I thought of driving to catch sunrise from Nambucca estuary. I’d have breakfast in a café, take some writing and get my Express Envelope when the Post Office opened at nine.
Lazy, I watched sunrise from Valla Beach sunrise 14 March

and a storm crowding Nambucca,

Nambucca storm

and out to sea a rain curtain drawn across light’s threshold.

 rain at sea1

Then, as I kept my eye on a Sooty Oyster-catcher, I lost my balance and fell into a grave shaped excavation someone had scooped for fun.

Sooty Oyster Catcher

Luckily I hadn’t left early. The Post Office was closed, its reinforced glass door shattered.
The police photographer said it wouldn’t open for a while, so I drove down to the V Wall to gorge on the green and blue glazes harvested by the tourist brochures.Break in Post Office, Nambucca

I happened on an advert for multicultural Australia, and unravelling yarnbombing / guerrilla knitting personalising this warning in a public space, a gentle political act.

Knitted pole V Wall

A swimmer has rounded the  sand island and with slow regular strokes that pull the water away, heads to shore leaving a V in the blue fusilage, simple beauty in the remnants of presence.

Swimmer, Nambucca River

I take the boardwalk, following a man and his charge, a young man with Down Syndrome, who is shouting out, ‘Birdy, Birdy, Birdy’, and I catch a white shadow slipping through the mangroves.

in the mangroves_w1

My glass eye stalks an Eastern Great Egret stalking breakfast. Why fly when you can walk?
Light spins beneath the bent branches on silver plates like a Chinese circus act.

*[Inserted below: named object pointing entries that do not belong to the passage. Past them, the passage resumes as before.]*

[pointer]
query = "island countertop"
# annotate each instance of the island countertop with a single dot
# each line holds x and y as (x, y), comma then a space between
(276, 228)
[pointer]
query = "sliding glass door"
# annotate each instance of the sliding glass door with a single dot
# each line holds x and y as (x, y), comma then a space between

I turn back, the man is leaning over the rail calling out, ‘Buddy, Buddy look at this.’ The young man stops and fiddles with his jacket buttons, but doesn’t move. A chromosome variation leaves him quirky, with a lower life expectancy extending our human continuum. The kookaburra on my railing shows more patience and pays more attention than either of us. The sun may arc across the oceans and the land, but we each inhabit our own time despite love and friendship.

I peer into the water. ‘Look, an octopus’, he has to point it out. It has melted onto rock, mottled with white oyster flashing and a ripe peach-red patch, perhaps from a few loose bricks paving the river bed. Then it shoots off, legs trailing, gliding over sand and begins to change colour until it reaches a cluster of rocks, unwinds its limbs and sinks against the stone like an angophora root growing in sandstone.

Octopus, Nambucca River_w

I mention I’m waiting for the post office to open. He says there’s been a spate of armed robberies, no guile shown. These natural elements are insufficient for happiness.

I tell the story my mother loves so much, of an aquarium’s crafty octopus who robbed fish tanks during the night returning to its own tank before daybreak. Only specially installed CCTV solved the mystery. I’ve read that they are as intelligent as dogs, but intelligence is overrated.

 ‘Pleased to have met you’ he says smiling. A name is a reference point; I left without either of theirs. The young man starts shouting out again, ‘Birdy, Birdy, Birdy’, I think it might be ‘Buddy’.